None of the staffers and acting company members I spoke with were surprised by the need for money-saving measures. One staffer said that the deficit has been reported internally to be higher than $2 million (I couldn’t confirm this, because 990s for the past two tax years are unavailable and Moriarty declined to comment). Like many theatres across the country, DTC has had trouble drawing large audiences, and has faced a staggering drop-off in subscriptions as well as a decrease in donations since the pandemic. But as Into the Woods director and choreographer and former artistic associate Joel Ferrell pointed out, the decline started long before then.

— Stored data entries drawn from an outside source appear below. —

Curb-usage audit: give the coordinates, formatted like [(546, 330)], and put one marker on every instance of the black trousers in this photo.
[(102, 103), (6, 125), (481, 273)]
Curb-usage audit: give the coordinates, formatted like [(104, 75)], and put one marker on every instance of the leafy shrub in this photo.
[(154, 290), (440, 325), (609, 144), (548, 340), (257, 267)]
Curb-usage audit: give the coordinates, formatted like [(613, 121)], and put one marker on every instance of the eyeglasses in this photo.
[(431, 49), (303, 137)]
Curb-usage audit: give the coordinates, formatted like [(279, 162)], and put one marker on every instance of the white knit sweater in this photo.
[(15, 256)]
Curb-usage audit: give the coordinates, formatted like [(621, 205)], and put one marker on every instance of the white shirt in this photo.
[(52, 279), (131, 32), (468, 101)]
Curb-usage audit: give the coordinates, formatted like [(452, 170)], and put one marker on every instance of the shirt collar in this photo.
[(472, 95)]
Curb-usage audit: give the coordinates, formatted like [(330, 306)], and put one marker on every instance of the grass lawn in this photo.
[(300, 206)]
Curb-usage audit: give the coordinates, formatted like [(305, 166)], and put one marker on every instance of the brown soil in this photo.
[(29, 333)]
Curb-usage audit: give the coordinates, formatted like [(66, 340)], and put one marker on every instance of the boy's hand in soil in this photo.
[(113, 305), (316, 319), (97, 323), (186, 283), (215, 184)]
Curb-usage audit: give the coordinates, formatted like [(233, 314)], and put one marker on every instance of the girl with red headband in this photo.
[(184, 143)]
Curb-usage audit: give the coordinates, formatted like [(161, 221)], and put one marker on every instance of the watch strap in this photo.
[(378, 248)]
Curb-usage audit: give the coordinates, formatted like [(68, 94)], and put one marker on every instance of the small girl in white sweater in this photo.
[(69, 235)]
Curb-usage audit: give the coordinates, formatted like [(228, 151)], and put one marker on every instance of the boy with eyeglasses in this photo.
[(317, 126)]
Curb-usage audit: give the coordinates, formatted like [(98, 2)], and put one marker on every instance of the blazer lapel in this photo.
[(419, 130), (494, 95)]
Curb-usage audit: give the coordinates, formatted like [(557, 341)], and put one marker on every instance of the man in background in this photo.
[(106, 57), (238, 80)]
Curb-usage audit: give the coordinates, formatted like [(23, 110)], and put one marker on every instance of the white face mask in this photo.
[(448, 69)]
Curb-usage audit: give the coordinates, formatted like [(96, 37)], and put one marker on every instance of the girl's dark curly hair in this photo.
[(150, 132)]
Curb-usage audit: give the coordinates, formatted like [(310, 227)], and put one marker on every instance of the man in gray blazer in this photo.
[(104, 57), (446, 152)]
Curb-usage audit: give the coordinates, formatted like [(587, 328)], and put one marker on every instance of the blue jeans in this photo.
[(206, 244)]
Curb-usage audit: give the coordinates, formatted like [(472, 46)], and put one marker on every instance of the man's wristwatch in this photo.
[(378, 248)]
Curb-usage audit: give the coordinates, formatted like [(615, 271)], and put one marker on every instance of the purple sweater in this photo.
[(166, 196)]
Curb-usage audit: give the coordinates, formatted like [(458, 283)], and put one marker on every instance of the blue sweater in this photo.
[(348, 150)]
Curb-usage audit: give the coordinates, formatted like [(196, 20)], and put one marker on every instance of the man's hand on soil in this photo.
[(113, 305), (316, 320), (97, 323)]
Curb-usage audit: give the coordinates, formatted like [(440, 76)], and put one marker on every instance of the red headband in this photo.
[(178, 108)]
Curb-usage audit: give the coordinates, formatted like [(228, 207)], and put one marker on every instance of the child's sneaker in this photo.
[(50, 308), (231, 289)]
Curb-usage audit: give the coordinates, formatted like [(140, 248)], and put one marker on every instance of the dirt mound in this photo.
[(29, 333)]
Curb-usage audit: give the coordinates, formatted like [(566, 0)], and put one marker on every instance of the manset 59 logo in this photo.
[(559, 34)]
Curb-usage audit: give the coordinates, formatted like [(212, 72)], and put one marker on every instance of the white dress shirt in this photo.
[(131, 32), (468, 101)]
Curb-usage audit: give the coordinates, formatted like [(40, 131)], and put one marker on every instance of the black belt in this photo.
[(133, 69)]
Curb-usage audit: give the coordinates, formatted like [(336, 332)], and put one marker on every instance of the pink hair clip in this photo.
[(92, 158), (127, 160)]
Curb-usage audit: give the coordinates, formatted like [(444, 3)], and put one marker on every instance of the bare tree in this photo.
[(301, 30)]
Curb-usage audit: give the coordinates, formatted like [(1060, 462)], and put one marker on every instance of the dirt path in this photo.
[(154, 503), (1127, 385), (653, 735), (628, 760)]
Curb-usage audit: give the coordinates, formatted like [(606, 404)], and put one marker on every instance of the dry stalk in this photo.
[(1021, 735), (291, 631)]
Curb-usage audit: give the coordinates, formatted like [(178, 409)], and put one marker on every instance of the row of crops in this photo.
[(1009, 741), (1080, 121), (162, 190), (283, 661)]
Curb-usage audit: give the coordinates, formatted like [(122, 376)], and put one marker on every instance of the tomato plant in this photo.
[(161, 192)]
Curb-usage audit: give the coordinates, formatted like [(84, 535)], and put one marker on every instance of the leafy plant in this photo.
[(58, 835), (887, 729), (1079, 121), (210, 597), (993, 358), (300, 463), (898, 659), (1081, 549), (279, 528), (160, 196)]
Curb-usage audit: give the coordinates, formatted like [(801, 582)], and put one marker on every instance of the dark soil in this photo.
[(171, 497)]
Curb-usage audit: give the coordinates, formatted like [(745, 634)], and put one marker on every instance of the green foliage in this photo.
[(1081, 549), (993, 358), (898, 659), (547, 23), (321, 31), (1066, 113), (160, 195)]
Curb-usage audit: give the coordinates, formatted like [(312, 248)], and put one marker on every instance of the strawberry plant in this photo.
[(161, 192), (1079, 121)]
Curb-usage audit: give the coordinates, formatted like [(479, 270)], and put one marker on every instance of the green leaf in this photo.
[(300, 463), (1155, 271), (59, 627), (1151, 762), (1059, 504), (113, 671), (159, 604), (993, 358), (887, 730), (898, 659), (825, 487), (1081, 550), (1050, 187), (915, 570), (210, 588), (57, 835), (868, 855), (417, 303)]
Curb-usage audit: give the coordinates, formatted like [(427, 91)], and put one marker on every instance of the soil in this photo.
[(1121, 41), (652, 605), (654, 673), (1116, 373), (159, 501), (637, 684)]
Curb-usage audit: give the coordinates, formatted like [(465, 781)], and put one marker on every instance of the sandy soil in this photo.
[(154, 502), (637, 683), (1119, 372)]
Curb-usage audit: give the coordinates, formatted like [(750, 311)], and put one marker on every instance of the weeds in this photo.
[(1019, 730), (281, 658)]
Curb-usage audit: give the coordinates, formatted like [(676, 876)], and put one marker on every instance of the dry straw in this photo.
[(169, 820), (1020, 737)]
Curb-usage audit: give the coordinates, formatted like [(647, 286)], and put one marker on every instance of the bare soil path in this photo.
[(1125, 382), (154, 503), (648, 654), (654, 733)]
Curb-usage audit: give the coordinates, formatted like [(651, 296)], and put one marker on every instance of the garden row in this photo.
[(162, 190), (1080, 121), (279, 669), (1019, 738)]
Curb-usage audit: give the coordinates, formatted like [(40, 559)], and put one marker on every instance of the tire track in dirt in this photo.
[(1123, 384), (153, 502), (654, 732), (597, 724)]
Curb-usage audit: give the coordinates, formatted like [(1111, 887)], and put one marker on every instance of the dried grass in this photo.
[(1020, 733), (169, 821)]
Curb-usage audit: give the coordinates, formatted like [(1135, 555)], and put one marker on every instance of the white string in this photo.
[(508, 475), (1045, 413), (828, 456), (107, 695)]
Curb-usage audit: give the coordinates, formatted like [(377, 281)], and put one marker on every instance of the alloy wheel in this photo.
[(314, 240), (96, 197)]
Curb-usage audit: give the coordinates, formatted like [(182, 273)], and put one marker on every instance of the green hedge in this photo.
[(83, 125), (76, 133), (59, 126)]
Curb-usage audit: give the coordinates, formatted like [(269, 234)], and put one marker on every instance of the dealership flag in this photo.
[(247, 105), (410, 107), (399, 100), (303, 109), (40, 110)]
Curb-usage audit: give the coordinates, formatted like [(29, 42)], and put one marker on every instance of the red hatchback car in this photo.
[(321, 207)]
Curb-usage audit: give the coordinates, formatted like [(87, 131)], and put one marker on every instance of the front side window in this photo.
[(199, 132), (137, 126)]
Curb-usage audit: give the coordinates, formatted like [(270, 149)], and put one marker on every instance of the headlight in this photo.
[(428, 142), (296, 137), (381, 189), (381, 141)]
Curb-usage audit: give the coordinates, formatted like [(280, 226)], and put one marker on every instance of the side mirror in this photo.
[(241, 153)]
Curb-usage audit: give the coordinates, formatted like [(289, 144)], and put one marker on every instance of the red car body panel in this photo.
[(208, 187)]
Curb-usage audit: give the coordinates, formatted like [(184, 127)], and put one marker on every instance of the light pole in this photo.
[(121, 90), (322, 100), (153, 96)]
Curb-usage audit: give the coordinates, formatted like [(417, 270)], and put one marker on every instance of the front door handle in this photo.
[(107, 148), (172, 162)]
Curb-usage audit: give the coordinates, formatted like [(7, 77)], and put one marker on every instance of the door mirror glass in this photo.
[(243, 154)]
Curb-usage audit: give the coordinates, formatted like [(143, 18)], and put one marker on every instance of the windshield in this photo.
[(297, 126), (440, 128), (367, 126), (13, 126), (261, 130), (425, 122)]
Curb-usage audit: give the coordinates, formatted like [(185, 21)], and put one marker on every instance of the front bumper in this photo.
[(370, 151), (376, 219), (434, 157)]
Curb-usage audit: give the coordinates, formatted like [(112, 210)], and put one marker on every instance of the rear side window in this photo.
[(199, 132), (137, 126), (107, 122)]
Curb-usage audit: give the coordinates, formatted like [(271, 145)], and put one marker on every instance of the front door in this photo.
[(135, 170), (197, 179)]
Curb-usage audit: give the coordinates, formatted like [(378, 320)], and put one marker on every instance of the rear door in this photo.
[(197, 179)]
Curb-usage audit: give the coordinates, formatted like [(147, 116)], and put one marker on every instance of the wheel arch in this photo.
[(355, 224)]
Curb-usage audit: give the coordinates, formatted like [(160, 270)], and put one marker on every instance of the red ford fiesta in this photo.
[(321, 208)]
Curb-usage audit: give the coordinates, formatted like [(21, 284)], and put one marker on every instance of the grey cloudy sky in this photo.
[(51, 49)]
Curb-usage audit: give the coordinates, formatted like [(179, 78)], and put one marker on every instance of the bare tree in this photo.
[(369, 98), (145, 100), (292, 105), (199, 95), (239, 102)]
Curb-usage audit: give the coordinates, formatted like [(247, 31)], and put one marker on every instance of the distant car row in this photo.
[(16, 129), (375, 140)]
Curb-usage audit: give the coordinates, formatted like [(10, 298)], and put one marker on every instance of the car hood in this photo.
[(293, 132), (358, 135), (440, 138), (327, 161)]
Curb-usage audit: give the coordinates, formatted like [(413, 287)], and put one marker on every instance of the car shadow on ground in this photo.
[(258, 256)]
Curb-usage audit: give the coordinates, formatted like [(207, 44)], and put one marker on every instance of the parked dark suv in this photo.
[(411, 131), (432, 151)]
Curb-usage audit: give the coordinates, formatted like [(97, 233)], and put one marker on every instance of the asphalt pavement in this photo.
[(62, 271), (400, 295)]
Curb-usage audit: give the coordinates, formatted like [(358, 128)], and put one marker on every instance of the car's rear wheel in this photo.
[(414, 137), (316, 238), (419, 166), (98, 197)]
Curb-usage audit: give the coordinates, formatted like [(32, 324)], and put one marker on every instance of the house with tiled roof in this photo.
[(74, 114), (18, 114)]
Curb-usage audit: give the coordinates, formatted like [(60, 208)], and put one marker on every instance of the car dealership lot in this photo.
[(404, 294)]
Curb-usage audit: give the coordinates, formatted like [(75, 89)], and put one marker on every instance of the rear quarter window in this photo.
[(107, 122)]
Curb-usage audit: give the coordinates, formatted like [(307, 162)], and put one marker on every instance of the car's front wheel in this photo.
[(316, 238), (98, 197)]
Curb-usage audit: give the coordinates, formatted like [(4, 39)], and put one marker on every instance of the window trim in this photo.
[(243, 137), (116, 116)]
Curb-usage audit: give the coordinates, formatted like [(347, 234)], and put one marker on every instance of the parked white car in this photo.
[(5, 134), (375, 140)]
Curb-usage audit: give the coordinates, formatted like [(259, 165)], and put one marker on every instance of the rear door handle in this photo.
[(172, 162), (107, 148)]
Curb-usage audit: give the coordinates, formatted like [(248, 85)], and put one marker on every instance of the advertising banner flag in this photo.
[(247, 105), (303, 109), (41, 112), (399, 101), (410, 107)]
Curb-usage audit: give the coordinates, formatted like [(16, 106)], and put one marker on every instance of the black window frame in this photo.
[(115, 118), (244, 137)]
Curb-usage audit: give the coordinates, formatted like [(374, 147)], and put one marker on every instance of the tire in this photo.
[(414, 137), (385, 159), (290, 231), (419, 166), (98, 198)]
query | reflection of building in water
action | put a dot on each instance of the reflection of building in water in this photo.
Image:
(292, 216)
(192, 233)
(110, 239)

“The statement in the paper suggested it was primarily the pandemic, but as far as I can tell the theatre was struggling before,” Ferrell said. “I feel like the machinery that is the American nonprofit regional theatre has known for 30 years that the world was changing underneath us.”
What happens next for DTC is uncertain. Other theatres have launched campaigns pleading with their donors to give more or give sooner. Oregon Live recently reported that Oregon Shakespeare Festival launched a campaign to raise $2.5 million this year to save the 2023 season, and has suspended moving forward with plans for 2024.
DTC’s director of communications, Brittani Wilkins, said that DTC plans to announce its 2023-24 season in mid-May. She wrote in an email: “It will be a full season, complete with exciting titles that I believe our audience base will truly enjoy.” I’ve heard from some sources that the first show of the coming season will be The Rocky Horror Show. For now, though, the theatre has to make its way out of the woods.
Lauren Smart (she/her) is an arts writer and journalism professor at Loyola Marymount University in Los Angeles.